Später, ab den 1720er Jahren, arbeitet Jacob de Wit in Amsterdam, wo er regelmäßig öffentliche und private Aufträge erhält. Er schuf zahlreiche Decken- und Wandgemälde im Stil des Rokoko, bei denen er Grisaille - graue und weiße Malerei, die die Illusion von Dreidimensionalität erzeugt - oder Basrelief verwendete. Einige von ihnen sind noch im 21. Jahrhundert an ihrem ursprünglichen Platz zu sehen.
Jacob de Wit trug zu Lebzeiten eine große Kunstsammlung zusammen, darunter Werke von Rubens, Antoni van Dyck sowie von niederländischen und flämischen Zeitgenossen und alten Meistern.


Alexandre-François Desportes war ein französischer Maler des Rokoko.
1699 wurde er Mitglied der Pariser Akademie. Seine Tierstillleben lassen einen starken Einfluss durch die niederländischen Maler wie Frans Snyders erkennen. Außerdem beschäftigte er sich mit dekorativen Gemälden für Schlösser und Entwürfen für Porträts.


Gaspare Diziani war ein italienischer Maler, Dekorateur, Zeichner und Grafiker des Spätbarock und frühen Rokoko.
Er malte eine Reihe von Gemälden und Wandbildern für Kirchen und arbeitete als Bühnenbildner für die Oper und die Theater in Venedig, München und Dresden. Seine Kupferstiche illustrieren die Ausgabe der Göttlichen Komödie von 1757.
Gaspare Diziani gehörte zu den Gründern der Akademie der Schönen Künste in Venedig.

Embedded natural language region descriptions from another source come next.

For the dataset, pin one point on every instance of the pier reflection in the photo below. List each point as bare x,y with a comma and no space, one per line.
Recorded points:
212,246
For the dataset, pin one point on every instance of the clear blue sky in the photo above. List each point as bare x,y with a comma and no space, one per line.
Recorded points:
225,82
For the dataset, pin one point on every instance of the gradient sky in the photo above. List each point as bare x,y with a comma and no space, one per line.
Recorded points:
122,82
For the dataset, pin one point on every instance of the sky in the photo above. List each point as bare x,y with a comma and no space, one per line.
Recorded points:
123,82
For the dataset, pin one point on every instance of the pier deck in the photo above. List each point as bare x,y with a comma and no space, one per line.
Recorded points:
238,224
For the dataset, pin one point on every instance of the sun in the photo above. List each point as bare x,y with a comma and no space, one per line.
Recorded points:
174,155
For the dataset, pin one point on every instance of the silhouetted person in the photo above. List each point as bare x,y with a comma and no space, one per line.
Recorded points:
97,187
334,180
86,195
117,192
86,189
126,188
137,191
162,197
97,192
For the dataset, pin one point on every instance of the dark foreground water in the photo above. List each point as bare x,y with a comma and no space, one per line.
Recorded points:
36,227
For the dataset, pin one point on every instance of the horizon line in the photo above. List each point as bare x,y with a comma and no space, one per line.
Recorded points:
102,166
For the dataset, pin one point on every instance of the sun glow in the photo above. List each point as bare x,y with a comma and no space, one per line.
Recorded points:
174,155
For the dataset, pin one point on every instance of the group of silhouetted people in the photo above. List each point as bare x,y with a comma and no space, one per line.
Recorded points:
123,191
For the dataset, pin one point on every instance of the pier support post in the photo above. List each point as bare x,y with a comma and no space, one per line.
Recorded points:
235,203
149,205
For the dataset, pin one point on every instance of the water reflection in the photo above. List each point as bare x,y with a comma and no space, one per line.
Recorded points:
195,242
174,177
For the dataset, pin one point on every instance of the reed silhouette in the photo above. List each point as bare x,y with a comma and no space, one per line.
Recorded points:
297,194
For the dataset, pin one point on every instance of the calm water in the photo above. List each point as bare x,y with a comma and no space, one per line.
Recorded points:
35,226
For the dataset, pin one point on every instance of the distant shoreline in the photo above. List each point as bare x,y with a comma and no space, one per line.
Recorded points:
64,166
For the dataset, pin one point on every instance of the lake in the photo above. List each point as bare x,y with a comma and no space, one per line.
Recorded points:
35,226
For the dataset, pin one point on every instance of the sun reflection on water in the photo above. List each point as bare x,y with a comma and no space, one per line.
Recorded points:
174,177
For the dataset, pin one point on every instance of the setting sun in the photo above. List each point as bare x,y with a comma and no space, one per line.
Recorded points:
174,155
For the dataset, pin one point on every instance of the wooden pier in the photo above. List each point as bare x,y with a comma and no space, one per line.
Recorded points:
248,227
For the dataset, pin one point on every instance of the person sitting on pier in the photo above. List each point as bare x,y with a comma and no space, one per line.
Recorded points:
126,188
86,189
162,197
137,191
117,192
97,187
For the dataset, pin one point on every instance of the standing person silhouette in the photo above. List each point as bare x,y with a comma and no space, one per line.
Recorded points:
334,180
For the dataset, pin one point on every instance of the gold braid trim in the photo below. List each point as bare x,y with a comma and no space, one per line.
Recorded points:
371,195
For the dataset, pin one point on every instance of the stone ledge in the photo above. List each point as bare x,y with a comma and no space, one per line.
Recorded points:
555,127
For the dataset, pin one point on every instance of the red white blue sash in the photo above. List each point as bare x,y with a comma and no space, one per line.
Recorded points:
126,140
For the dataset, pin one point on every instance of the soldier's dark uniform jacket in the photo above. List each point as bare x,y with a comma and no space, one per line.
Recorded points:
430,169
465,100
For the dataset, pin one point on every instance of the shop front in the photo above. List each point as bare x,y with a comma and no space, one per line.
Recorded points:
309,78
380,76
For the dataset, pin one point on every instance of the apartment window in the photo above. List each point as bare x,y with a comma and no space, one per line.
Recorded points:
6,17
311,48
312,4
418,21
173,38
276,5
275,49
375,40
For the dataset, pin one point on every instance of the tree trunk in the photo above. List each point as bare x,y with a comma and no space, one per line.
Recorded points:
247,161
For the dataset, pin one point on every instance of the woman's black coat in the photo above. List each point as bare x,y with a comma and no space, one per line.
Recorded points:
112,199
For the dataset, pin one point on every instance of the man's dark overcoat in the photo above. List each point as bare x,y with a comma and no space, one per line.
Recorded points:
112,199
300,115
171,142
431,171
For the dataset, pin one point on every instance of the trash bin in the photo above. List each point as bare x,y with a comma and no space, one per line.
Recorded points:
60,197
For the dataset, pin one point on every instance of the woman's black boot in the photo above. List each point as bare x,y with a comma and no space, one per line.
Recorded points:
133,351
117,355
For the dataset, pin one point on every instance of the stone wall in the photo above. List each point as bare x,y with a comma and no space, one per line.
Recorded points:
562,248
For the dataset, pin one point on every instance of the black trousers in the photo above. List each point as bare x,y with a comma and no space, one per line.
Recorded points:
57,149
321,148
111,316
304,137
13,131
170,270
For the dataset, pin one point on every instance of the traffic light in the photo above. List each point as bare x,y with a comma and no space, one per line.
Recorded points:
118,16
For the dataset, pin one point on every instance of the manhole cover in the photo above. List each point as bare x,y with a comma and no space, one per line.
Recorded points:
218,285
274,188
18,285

Gabriel-François Doyen war ein französischer Maler.
Gabriel Francois Doyen war Schüler von Carle van Loo, und bildete sich ab 1748 in Rom aus. In Rom studierte er die Werke von Annibale Carracci, Pietro da Cortona, Giulio Romano und Michelangelo.


Joseph-Siffred Duplessis war ein französischer Maler. Er lebte vier Jahre in Rom als Schüler von Pierre Subleyras, nach seiner Rückkehr nach Frankreich schuf er vor allem Porträts von Mitgliedern des Hofes.